Joint pain is a common condition with many different possible causes – but it is often a result of arthritis or injury. It might also be caused by simple things like running, intense exercising or overdoing while gardening. Finding out the exact cause of your joint pain is a vital part of getting an appropriate treatment. Maintaining a positive mindset and working on your abilities and strengths can also help you keep up day-to-day activities that are critical to you while managing joint pain to a minimum. Here is the list of 10 common reasons why your joints hurt.

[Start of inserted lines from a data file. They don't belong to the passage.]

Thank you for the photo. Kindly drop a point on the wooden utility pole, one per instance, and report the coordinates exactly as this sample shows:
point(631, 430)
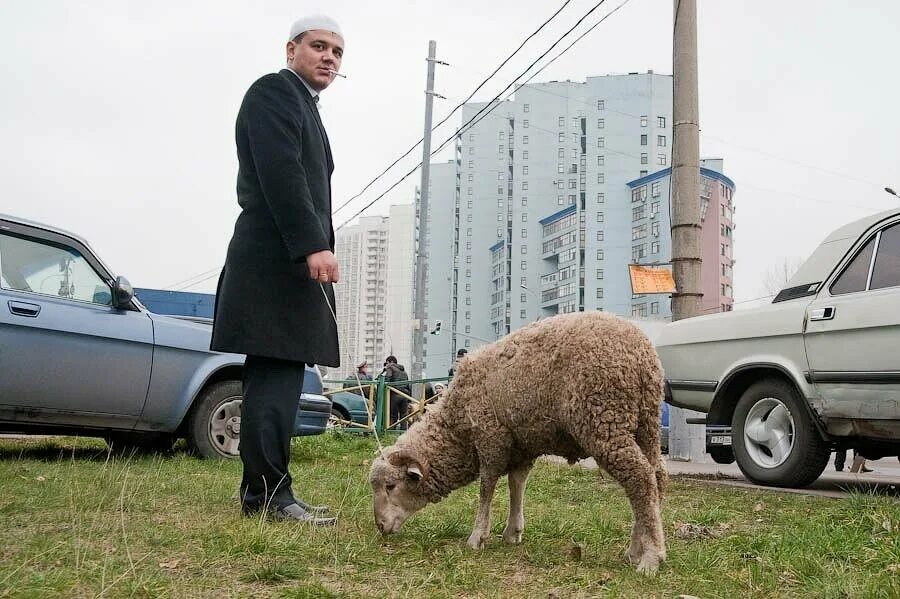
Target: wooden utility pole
point(686, 442)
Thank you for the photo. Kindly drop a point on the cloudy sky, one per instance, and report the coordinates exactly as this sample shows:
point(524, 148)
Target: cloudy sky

In the elderly, joint pain that gets gradually more intense is generally a symptom of osteoarthritis, which is the most common form of arthritis. It could affect just one joint, or many. Osteoarthritis usually impacts the large “weight-holding” joints in the knees and hips. It causes stiffness and pain because it damages the protective shield of the bones (known as cartilage) and lead to mild inflammation of the tissues around the joint. Sometimes, it may affect younger people too, particularly those who’re obese or individuals who’ve had severe injury to the joint in the recent past.
Pain in a joint can also be a result of excessive use of the joint, for example, doing one particular activity repetitively for a long time. Simple day-to-day actions, like throwing a ball, jogging or scrubbing up a floor may result in this condition. Sometimes this causes joint irritation and pain, and occasionally bursitis. The bursa (small pocket-like structure acts as cushion between bone joints), usually helps in decreasing friction between the moving parts of the body, but can be painful with excessive use. Joint pain slowly builds up because of tiny tears in the tissues. When your body is not able to repair these small tears as quickly as they’re being made, irritation and pain occurs in the joint.
If viruses or bacteria enter into the joint space, they’ll trigger an immune response in the affected region leading to swelling and pain in the joints. Bacterial infections can cause serious pain and inflammation only in one joint, since the infection is commonly localized. Viruses, primarily hepatitis C and B, parvovirus and HIV, can harm single joints but also could cause a generalized response that affects bone joints all over your body. Arthritis associated with infections usually curbs when the infection is treated correctly.